Scherziamo? Eddy aveva Gimondi, De Vlaeminck, Ocana, l’elenco è lunghissimo. Fare paragoni fra tempi così lontani è però sbagliato. Pogacar va visto da un altro punto di vista: è uno che può vincere davvero dappertutto, il che significa che parte in ogni corsa fra i pretendenti al successo, si è visto al Fiandre interpretato per la prima volta, si vede alla Sanremo dove può vincere, non c’è una vera corsa, in linea o a tappe, nella quale non possa fare la differenza, per questo lo ritengo attualmente il più forte. Ma le epoche sono diverse.

Se da Pogacar un atteggiamento del genere ce lo si poteva aspettare, da Vingegaard un po’ meno. E’ cambiato qualcosa nel danese dopo la sua vittoria al Tour?

Sì, la qualità della corsa sicuramente non era la stessa trovata da Pogacar, ma l’atteggiamento mi è piaciuto perché ha risposto per le rime, accresce l’interesse per il ciclismo al punto che ci si entusiasma anche se sono corridori stranieri, con tutto che i nostri si sono fatti ben vedere fino ad ora.
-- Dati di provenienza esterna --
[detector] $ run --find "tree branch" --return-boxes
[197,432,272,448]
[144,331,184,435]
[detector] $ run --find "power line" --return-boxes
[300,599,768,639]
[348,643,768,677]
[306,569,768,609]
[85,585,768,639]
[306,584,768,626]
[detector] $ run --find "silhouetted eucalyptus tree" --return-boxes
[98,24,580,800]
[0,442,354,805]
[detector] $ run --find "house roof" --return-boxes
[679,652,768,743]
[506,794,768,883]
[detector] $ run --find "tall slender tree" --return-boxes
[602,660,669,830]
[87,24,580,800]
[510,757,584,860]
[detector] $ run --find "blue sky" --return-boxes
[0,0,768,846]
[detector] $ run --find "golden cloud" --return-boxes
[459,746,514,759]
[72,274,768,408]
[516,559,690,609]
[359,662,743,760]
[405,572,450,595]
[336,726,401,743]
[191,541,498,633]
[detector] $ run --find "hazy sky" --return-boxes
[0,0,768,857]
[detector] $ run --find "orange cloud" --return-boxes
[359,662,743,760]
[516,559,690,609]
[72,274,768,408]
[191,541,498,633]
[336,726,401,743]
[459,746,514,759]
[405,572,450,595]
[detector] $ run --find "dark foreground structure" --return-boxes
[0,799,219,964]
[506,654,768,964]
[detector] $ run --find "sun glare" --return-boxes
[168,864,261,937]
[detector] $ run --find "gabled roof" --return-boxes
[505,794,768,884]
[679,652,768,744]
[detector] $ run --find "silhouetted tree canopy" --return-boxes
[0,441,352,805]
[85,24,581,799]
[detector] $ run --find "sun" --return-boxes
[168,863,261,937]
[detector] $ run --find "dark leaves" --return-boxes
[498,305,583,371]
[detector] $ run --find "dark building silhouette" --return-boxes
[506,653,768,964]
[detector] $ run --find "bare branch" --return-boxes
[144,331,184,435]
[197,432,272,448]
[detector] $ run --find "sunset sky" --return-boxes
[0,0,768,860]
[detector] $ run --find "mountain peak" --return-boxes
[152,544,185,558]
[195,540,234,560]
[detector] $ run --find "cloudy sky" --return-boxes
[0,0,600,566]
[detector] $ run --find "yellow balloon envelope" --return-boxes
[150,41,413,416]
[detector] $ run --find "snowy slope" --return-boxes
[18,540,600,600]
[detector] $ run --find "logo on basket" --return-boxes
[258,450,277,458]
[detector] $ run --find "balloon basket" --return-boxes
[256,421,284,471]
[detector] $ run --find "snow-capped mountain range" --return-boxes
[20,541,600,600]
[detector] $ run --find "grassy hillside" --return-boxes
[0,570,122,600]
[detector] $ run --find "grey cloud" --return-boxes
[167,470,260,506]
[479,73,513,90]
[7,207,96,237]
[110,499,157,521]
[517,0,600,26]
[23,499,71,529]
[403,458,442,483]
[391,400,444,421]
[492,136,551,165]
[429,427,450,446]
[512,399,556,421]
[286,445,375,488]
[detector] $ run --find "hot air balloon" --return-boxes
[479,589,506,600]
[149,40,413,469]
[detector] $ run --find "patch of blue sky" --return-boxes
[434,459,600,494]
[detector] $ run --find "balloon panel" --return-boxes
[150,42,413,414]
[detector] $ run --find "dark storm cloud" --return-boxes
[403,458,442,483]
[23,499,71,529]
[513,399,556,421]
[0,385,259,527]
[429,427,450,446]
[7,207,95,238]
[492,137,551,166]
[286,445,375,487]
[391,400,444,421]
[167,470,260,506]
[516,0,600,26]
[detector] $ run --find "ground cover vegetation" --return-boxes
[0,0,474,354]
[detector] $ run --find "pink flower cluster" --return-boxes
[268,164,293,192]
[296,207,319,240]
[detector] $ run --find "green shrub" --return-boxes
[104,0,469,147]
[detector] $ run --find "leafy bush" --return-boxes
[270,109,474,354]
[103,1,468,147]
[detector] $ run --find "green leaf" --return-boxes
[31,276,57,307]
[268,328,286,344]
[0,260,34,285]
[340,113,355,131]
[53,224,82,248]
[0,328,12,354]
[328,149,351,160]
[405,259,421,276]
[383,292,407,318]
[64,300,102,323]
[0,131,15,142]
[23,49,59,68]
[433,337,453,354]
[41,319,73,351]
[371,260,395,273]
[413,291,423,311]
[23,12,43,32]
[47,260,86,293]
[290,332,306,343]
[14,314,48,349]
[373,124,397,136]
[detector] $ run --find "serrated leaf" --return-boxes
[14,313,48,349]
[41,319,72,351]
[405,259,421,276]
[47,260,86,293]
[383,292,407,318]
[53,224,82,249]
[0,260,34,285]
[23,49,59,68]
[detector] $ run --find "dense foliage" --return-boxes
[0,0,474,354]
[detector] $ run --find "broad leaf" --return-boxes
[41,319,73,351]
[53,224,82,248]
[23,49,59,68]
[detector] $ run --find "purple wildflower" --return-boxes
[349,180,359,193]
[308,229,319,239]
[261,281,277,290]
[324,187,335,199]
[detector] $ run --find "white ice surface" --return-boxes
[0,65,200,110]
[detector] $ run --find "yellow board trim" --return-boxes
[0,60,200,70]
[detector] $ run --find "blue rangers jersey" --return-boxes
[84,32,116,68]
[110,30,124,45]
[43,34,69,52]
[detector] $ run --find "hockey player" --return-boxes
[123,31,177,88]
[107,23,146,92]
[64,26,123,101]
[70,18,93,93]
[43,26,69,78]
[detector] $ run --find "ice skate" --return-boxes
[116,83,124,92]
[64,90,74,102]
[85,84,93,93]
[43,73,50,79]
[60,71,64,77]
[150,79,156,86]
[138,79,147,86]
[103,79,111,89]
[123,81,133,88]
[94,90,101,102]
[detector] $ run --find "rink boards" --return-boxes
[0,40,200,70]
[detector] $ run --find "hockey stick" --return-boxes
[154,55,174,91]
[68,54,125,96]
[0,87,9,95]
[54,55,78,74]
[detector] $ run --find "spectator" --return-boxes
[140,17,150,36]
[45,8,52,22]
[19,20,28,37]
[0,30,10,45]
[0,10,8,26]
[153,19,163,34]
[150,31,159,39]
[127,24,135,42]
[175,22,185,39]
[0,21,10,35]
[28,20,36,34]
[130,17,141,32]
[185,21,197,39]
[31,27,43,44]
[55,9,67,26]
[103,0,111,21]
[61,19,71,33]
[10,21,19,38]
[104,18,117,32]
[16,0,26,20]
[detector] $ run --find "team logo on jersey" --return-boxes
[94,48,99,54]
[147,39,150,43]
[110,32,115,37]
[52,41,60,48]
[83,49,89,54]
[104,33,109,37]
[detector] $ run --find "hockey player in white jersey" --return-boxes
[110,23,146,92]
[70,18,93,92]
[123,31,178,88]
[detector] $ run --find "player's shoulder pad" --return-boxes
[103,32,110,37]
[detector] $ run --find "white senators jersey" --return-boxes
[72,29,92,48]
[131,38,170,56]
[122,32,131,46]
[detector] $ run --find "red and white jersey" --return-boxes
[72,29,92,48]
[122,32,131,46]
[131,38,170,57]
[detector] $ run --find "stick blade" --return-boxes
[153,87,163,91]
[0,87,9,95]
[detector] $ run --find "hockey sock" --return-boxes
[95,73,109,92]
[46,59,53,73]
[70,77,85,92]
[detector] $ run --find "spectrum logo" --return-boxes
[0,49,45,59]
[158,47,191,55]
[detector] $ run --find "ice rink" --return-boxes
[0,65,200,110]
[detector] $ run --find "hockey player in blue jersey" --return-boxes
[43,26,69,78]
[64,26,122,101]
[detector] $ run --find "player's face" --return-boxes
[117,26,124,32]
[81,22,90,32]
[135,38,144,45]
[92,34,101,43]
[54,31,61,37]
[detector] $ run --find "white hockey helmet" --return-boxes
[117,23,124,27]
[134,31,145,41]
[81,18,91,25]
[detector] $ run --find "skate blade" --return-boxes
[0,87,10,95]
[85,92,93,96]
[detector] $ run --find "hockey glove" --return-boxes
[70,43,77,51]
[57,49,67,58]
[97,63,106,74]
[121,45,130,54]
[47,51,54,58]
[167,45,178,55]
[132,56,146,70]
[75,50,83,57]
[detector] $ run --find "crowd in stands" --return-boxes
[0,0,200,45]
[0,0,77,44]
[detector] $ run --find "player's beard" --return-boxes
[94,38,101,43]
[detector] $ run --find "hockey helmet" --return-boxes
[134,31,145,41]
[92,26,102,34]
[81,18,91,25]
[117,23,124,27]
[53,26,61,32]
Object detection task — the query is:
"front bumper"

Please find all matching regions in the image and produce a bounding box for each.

In chiave Tour queste schermaglie dicono poco, ma vincere in serie ha pur sempre un significato, Pogacar poi da quell’Emilia ha praticamente sempre vinto… Io cose del genere non le avevo mai viste.

Vingegaard ha sorpreso all’O Gran Camino: tre tappe e tre vittorie, trionfando anche a cronometro
Vingegaard ha sorpreso all’O Gran Camino: tre tappe e tre vittorie, trionfando anche a cronometro
Evenepoel però, che di carattere e per come l’avevamo visto era portato a fare le stesse cose, sembra un po’ più contenuto, diventato più ragionatore: all’Uae Tour ha vinto senza conquistare neanche una tappa…

Credo che sia molto maturato, dei campioni di cui sopra è forse quello più tattico, forse non conosce ancora tutti i suoi limiti ma mi pare che si gestisca anche meglio degli altri. Credo che abbia più difficoltà a vincere degli altri, non è velocissimo, anche sullo scatto in salita gli manca qualcosa ma quando esprime tutto il suo potenziale fa paura.

Per gli altri, quelli “normali” significa quindi che vincere è più difficile?

Bella domanda, secondo me sì, molto. Io vedo meno tatticismo e molta forza. Ciccone ad esempio ha commesso piccoli errori che alla fine gli hanno negato la vittoria alla Valenciana, lo stesso dicasi per la Ineos che tatticamente ha perso la corsa favorendo Rui Costa. E’ quello di oggi un ciclismo molto meno giocato sulla strategia e più prestazionale, per questo non puoi presentarti al via se non sei pressoché al massimo, non puoi giocare sulla furbizia. In questo senso mi è piaciuto Wellens quando ha vinto la terza tappa alla Vuelta a Andalucia perché ha interpretato perfettamente la corsa dal punto di vista tattico, ma sono casi rari.